I have a dream
By Genevieve, Emma, Aimee and Chiara
Published 25 November 2019
I have a dream
That I will swim with coloured coral
For I dived into the cool embrace of the brilliance of the largest arms of nature,
But the Great Barrier Reef was sickly pale, it’s fever forever worsening as we feed it’s temperature.
The absence of pigment
Was equivalent to the absence of dollars in a bankers wallet.
Once back on the boat, my Mum wiped her wet hair from her face to look at me.
“I wish you could have seen the coral like I have seen,”
she said
I nodded, me too.
I feared my dream would never come true,
So I joined the crusade to rescue
Our planet
I wrote a sign to make my thoughts loud enough for people to remember, shouted words and punched my fists.
But still my voice was too quiet over the noise of a booming economy.
I had a dream.
I have a dream,
To finish my schooling, and to travel the world.
I was going to wait.
But now time is ticking down,
The hourglass has been flipped, and it’s counting down the seconds till our demise,
Sand is falling, and for every grain that falls…
An ice-cap melts
A tree collapses
A fire breaks out,
And in the flames I see the faces of my grandchildren.

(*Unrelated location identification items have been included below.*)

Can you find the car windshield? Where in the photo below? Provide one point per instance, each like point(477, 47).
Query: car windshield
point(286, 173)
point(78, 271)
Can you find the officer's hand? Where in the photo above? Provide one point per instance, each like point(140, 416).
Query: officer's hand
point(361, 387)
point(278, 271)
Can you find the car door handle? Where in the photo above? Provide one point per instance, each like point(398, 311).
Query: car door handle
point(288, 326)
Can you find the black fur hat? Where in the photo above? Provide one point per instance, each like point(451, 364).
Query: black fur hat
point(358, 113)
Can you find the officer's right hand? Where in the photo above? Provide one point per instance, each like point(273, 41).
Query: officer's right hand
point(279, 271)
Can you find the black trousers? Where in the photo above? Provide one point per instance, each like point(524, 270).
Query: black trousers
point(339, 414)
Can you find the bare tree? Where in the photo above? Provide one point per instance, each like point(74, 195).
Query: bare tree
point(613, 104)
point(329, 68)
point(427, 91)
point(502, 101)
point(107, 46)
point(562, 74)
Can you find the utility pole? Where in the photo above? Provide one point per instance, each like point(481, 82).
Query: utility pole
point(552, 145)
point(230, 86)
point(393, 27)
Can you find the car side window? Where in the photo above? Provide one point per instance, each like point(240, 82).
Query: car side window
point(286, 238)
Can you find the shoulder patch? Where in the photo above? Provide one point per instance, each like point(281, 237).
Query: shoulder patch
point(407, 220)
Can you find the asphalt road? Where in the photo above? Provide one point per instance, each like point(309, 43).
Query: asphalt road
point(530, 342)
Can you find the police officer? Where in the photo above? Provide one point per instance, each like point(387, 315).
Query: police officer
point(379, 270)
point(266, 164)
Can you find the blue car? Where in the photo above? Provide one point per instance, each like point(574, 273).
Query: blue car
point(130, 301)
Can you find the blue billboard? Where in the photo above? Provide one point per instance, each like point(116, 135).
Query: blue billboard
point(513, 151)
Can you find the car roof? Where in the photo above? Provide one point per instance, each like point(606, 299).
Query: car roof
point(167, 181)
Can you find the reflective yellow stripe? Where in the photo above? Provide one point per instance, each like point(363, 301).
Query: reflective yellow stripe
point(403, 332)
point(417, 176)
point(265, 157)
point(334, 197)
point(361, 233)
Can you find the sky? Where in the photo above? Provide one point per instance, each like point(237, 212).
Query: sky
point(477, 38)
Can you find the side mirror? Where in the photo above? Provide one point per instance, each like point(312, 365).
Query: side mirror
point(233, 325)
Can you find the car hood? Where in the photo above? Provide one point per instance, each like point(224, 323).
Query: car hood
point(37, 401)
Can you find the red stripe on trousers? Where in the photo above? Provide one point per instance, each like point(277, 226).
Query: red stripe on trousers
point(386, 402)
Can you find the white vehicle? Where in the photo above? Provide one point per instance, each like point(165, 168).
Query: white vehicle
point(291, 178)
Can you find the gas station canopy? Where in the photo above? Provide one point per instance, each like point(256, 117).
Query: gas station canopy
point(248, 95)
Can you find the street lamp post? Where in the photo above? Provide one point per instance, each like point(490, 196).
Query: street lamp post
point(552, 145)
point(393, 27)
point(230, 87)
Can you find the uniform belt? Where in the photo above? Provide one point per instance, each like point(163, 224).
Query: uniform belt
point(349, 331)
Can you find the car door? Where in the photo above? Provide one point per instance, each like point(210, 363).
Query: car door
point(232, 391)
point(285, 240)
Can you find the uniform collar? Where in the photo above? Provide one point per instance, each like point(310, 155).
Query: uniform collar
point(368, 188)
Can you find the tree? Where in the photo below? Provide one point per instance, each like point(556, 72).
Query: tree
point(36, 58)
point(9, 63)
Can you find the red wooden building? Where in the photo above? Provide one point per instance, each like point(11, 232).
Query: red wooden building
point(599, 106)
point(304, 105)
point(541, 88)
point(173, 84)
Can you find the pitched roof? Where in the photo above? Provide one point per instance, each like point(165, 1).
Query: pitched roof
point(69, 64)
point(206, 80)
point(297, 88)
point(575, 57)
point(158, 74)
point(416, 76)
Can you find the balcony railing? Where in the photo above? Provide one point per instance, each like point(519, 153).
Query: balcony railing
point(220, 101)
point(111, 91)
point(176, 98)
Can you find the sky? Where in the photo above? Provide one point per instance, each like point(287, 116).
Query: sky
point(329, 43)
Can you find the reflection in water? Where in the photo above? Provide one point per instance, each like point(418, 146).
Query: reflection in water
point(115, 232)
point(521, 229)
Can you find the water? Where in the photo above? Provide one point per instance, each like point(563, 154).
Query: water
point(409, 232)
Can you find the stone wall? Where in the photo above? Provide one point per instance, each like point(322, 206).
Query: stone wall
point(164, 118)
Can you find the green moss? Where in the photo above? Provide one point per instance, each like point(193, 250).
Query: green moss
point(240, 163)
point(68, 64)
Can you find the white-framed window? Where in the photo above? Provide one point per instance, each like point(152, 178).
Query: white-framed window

Asking me why, why our generation never did something.
I flew on a metal bird to Paris, one magical Christmas,
My sister wrote a note, enclosed with the yearnings of an innocent child,
She sent her wish to the heavens and it weighs heavy on my hollow, helpless heart that I couldn’t make it come true.
She wished for it to snow on Christmas Day,
But not even Santa Claus could summon snow that year.
It’s a torturous thing, watching your wishes drown under mother nature’s angry tide
Because we are too selfish to abide, when will this ignorance subside?
I had a dream.
I have a dream,
That one day my children can still live the farmer lifestyle that my ancestors lead for generations,
I pray that the soil
We toil over
Will not go to waste under grey building blocks,
I hope that the seeds we planted,
You will not take for granted when you eat your next meal,
Too hard to swallow?
I cry, hoping the tears I create will sink into the ground to feed one more animal,
One more,
Because these creatures are my home,
My family,
The fuel for my future,
I have a dream that the growing food bowl won’t shrink the size of our food.
Will this path lead us down to our grassy green grave?
I had a dream
I have a dream.
To leave this wasteland now labelled home.
I dream to see Amsterdam, Miami, Rio de Janeiro and London.
They are all long gone now except for the weary faces of people from cities submerged underwater.
Bodies on top of each other, echoes of the life we once led.
I dream of eating wholesome food grown from roots bellow.
Artificial machinery leaves us with our only food source.
Our roots have been cut off, I may never bear children, never start a family.
I dream of working as an astronaut; this world's too destroyed to discover.
No one’s’ working on a dying planet.
those deluded politicians, the journalists in denial from decades ago
Too focused on today to care about tomorrow
Their actions, their words
Are my consequences
I had a dream.
We have a dream
To live in a world where the facts of our childhood won’t become the fantasies of our children’s future
The side quest humanity is taking is too long to outlast our devastation
How are we too survive when everything else is dying?
How long will it take for us to wrap our minds around the fact that there is a solution,
Like a math equation, the degradation of a civilization lies in the palms of a world full of miscommunication
We had a dream.
This poem was created and performed by students as part of OutLoud Eco!Slam 2019.